A Growing Movement

Paul A. Noble International Secretary-Treasurer
Paul A. Noble
International Secretary-Treasurer

The labor movement is growing, sisters and brothers, and the IBEW is helping to lead the way.

That’s according to new data released in February by the Bureau of Labor Statistics, which showed 463,000 new workers represented by union contracts in 2025.

The growth brings the percentage of wage and salary workers in the U.S. who belong to a union to 11.2%, the highest it’s been in 16 years.

Now, I don’t have to tell you that 11.2% is still way too low. At the IBEW, we’re working hard to do our part, organizing new members faster than we have in half a century.

There’s an enormous amount of work out there for IBEW members, but there’s also an enormous appetite for the stability and protection of a union contract.

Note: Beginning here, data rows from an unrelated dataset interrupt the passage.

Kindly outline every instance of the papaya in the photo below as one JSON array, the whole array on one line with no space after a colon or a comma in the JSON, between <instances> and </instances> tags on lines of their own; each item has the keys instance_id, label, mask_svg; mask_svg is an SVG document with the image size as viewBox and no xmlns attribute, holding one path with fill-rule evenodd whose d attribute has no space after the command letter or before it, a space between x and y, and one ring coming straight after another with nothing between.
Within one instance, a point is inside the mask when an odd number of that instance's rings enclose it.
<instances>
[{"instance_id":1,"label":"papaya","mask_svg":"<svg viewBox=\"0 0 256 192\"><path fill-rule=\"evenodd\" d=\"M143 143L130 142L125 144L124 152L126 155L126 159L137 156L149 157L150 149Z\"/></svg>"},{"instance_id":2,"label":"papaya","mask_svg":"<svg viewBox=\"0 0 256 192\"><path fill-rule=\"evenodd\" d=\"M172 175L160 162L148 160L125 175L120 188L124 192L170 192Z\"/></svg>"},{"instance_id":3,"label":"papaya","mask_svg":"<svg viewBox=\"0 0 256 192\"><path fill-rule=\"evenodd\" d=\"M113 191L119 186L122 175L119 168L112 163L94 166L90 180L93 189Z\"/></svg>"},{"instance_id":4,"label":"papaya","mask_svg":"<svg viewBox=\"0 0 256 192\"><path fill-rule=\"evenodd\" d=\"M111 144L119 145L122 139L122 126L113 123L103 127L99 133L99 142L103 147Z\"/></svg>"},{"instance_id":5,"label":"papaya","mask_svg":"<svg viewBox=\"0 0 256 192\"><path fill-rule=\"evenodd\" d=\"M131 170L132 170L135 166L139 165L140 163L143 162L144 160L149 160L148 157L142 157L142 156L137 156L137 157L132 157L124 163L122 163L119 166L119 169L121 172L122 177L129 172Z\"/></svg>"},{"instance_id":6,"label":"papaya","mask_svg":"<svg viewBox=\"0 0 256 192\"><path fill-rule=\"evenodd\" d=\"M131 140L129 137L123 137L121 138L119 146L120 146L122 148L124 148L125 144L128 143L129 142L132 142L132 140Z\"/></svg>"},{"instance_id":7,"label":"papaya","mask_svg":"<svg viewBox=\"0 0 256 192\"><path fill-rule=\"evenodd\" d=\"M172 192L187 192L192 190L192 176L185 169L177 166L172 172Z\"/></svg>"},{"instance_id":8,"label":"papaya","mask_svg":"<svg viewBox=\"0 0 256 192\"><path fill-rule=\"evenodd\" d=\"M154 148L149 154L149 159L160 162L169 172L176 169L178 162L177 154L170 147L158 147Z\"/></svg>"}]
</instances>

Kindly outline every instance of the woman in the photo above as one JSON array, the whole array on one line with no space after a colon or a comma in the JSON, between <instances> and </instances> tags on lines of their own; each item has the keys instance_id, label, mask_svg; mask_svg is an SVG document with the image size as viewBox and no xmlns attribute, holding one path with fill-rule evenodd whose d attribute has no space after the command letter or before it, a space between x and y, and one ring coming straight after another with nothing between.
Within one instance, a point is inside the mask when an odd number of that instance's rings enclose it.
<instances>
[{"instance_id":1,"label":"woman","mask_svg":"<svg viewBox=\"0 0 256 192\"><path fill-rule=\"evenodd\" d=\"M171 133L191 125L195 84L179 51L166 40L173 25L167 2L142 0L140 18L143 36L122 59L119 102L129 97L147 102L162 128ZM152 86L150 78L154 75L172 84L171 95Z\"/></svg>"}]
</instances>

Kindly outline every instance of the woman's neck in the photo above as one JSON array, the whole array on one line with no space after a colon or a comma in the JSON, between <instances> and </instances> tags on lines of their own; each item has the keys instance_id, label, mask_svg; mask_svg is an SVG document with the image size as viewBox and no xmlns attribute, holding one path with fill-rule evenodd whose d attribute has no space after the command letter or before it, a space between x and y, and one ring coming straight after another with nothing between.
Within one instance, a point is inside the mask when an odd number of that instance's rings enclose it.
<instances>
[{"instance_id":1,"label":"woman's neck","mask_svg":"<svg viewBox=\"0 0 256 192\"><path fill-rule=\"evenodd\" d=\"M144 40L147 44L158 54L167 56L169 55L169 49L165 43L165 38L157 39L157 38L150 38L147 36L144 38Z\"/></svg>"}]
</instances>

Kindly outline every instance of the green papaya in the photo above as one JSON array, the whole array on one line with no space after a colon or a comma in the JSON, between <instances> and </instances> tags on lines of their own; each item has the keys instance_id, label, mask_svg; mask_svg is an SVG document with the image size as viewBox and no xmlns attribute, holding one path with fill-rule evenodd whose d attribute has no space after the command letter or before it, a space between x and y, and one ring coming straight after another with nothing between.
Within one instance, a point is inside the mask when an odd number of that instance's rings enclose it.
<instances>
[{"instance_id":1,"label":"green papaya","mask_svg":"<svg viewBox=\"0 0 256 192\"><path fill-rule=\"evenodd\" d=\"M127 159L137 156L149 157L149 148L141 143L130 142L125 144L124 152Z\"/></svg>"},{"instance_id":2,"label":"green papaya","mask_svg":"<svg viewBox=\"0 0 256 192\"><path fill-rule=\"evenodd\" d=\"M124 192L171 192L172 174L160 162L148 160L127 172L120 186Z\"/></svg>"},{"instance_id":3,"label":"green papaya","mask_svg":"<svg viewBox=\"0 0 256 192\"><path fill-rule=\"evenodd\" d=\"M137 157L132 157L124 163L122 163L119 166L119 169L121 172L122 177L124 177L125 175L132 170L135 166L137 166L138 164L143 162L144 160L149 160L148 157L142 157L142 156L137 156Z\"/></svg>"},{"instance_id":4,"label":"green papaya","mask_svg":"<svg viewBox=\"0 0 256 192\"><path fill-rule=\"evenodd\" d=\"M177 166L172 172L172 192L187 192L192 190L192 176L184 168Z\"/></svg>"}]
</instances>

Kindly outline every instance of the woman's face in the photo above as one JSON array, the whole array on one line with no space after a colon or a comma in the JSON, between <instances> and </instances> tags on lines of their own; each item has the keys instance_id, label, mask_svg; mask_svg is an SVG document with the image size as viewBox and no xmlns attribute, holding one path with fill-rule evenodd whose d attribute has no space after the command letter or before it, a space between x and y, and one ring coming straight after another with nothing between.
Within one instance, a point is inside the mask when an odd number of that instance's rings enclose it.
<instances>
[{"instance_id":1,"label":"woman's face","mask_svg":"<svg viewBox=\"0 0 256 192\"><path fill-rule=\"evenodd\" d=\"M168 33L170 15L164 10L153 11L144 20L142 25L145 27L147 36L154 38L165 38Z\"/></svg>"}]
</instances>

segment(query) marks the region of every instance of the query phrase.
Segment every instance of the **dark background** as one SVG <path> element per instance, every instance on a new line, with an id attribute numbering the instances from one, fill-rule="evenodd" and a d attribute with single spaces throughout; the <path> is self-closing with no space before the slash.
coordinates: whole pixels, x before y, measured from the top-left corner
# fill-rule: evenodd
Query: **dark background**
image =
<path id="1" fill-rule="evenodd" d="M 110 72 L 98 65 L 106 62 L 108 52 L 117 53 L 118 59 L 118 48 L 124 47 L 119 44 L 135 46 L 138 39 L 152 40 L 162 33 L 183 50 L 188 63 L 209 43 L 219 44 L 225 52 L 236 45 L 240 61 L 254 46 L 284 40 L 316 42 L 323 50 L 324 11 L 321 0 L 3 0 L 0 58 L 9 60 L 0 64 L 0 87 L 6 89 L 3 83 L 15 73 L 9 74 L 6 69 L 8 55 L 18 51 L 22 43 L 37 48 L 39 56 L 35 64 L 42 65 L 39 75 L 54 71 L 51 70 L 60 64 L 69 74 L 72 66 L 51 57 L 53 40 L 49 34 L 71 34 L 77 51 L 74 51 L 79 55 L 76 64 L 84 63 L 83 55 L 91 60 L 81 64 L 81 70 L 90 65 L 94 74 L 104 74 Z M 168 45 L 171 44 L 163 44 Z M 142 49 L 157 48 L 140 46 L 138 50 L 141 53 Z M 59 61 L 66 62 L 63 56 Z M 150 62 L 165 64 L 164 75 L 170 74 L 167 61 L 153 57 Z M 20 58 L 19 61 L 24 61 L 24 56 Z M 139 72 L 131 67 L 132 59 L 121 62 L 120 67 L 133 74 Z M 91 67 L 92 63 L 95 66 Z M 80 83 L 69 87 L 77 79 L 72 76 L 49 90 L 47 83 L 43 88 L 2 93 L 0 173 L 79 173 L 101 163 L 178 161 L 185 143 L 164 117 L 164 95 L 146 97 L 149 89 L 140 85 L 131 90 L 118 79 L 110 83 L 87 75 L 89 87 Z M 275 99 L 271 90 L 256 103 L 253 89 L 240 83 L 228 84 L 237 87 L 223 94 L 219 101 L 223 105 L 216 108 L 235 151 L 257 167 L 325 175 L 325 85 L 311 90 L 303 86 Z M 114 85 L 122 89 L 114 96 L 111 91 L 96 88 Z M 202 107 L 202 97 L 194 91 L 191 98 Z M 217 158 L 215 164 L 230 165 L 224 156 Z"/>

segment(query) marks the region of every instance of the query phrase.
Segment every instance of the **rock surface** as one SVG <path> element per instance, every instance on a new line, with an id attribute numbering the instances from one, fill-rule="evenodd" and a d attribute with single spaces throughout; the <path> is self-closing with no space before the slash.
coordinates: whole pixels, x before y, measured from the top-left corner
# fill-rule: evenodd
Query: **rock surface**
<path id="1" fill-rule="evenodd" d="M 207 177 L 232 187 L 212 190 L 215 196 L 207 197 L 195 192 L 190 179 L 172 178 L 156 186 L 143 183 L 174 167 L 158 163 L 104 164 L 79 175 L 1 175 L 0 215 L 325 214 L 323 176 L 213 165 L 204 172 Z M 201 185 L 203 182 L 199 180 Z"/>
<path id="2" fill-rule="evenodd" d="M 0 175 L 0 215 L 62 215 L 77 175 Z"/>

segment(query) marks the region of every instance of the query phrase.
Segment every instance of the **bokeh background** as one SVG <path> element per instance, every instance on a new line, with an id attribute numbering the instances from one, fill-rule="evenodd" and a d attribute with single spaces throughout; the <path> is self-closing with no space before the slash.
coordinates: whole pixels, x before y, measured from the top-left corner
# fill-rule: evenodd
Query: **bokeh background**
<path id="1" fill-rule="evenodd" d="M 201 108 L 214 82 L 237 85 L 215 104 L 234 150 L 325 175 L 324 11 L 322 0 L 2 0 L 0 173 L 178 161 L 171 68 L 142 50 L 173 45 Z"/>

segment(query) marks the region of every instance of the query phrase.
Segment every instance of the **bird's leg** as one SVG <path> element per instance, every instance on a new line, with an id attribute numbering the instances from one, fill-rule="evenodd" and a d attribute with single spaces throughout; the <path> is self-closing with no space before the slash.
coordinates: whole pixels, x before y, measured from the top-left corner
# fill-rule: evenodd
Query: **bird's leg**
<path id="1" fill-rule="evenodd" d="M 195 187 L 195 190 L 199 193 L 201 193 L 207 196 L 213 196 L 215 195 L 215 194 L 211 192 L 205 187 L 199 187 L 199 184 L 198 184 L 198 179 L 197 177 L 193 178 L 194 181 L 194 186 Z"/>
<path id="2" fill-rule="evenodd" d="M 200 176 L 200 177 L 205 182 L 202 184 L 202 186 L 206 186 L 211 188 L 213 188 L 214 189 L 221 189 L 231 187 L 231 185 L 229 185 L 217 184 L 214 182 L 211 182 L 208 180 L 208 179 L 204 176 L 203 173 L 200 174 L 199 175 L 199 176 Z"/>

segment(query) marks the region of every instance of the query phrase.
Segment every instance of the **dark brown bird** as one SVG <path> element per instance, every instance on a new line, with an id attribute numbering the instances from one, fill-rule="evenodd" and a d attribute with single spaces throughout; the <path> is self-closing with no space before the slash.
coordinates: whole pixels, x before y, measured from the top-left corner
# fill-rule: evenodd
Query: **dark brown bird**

Nearly 70% of Americans support unions, and more than 50 million workers say they’re ready to join one.

But we know what they’re up against.

Labor laws protect workers only when they’re enforced, and enforcement under this administration is nearly nonexistent. You can read more about that in this issue’s “Trump Administration’s Labor Law Enforcement All but Disappeared in 2025.”

Union busters are emboldened to unleash vicious, often illegal, tactics to stop organizing movements in their tracks, because they know they have a National Labor Relations Board that will look the other way or — worse — back their underhanded tactics with new federal policy.

OSHA inspections and wage-and-hours enforcement actions are down dramatically under this administration.

State right-to-work laws continue to diminish union power by splitting groups of workers into members and non-members, pitting them against one another instead of uniting them against the corporations determined to pay them less.

Still, workers are responding by finding ways to form or join unions all over the U.S.

In fact, nearly half of all union growth came from states in the South, fueled by young workers who refuse to be deterred by their states’ long and sometimes tortured history with union labor.

Even workers in the much-maligned public sector, who show up to do their jobs every day despite being regularly used as political punching bags, have seen the value in union membership. They’re joining in droves to help combat near constant attacks on their contracts, their right to organize and even their very existence.

Working people aren’t stupid, despite what the billionaire class might think. When they feel attacked, taken advantage of, priced out of their hopes and dreams, they respond by organizing and fighting back.

That fight is fueling our movement’s growth, and the IBEW stands ready to fight right alongside all working families.